Wednesday, July 2, 2014

In the Watches of the Night

I am not an easy bedfellow.

When my mind is not at ease, I rage in my struggle to fall asleep. The concerns of the day (real and imagined) grip me. Trying to shake them, I roll from my right shoulder to my left, then flat on my back, then back to my right. I creep closer to my wife, hoping her slumber is contagious; I turn away, attempting to change my luck once again.

If sleep does finally overtake me, it isn't long before my anxieties interrupt once more. I then get into full battle mode, cursing audibly the sleeplessness, punching my pillows into submission, rearranging, yanking the covers up, then off, fueling anxiety with anger, commanding my disobedient wretch of a brain to just fall asleep already.

I suppose the thoughts keeping me awake are not unlike those that keep you awake: uncertainty about the future, mistakes I've made through the day, anger, disappointment. Reliving all of game day was another common trigger for me. For whatever reason, these thoughts have a way of establishing a stronghold in my consciousness in the long hours of the night. And if I do luck into falling asleep in the midst of these, they are ready to enter my heart once again as soon as the alarm announces a new day. Typically, the negative has staying (and waking) power.

In the middle of a long spring of many sleepless nights strung together, I came across this from Psalm 63:

     My soul will be satisfied as with fat and rich food,
     and my mouth will praise you with joyful lips,
     when I remember you upon my bed,
     and meditate on you in the watches of the night (v. 5-6)
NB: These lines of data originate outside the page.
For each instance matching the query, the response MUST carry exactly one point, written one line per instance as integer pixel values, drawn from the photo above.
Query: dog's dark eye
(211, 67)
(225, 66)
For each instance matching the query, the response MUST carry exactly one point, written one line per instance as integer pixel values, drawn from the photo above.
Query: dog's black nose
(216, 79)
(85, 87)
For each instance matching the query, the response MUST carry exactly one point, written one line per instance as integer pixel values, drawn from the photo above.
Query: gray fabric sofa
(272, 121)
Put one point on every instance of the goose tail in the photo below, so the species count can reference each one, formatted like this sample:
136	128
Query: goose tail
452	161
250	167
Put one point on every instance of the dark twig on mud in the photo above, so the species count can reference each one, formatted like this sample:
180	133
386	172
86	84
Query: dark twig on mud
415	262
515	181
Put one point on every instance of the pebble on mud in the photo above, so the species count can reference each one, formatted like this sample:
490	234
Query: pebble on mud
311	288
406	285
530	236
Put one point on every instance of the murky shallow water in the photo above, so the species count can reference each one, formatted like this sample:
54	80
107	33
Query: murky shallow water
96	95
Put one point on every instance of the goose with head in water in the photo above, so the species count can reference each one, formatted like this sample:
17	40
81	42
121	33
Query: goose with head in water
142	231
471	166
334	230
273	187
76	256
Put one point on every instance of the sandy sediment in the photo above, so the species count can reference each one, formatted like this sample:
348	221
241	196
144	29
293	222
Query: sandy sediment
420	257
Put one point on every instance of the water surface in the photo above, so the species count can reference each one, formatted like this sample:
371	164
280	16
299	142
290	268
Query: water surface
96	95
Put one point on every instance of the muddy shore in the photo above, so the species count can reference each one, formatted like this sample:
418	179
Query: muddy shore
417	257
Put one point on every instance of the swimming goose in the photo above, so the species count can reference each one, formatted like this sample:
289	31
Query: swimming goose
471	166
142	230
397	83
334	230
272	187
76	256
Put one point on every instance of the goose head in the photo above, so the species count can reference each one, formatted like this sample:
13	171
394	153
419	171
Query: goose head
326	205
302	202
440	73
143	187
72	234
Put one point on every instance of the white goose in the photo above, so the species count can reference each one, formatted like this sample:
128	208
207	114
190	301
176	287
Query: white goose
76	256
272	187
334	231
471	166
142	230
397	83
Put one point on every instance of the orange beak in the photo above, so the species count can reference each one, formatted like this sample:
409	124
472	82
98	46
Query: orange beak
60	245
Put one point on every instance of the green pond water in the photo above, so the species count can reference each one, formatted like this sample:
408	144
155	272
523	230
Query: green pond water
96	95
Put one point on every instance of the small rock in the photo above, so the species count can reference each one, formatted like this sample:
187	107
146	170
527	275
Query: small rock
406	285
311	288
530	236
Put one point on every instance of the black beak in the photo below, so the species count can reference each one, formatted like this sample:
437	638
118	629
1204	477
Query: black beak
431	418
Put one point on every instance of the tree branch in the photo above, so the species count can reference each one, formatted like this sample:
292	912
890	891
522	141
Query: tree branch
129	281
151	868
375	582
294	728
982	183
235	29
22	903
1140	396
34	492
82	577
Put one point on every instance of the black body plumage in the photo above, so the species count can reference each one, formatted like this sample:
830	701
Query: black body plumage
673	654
Rather than being kept awake by the earthly, the temporary, and the unpredictable, here is an offering to find satisfaction and joy by instead remembering the Source of all hope and goodness.

When I mess up, lose control, and say or do something that I regret, I can lie on my bed obsessed with the sin or the Forgiver of Sins. Angry over perceived wrongs, I can stay disappointed over flawed humanity or count on the One with a flawless track record since the beginning of time. I can be afraid of the temporal or comforted by the Eternal.

It doesn't seem like such a hard choice.

Oh God, may I remember You and meditate on you in the watches of the night.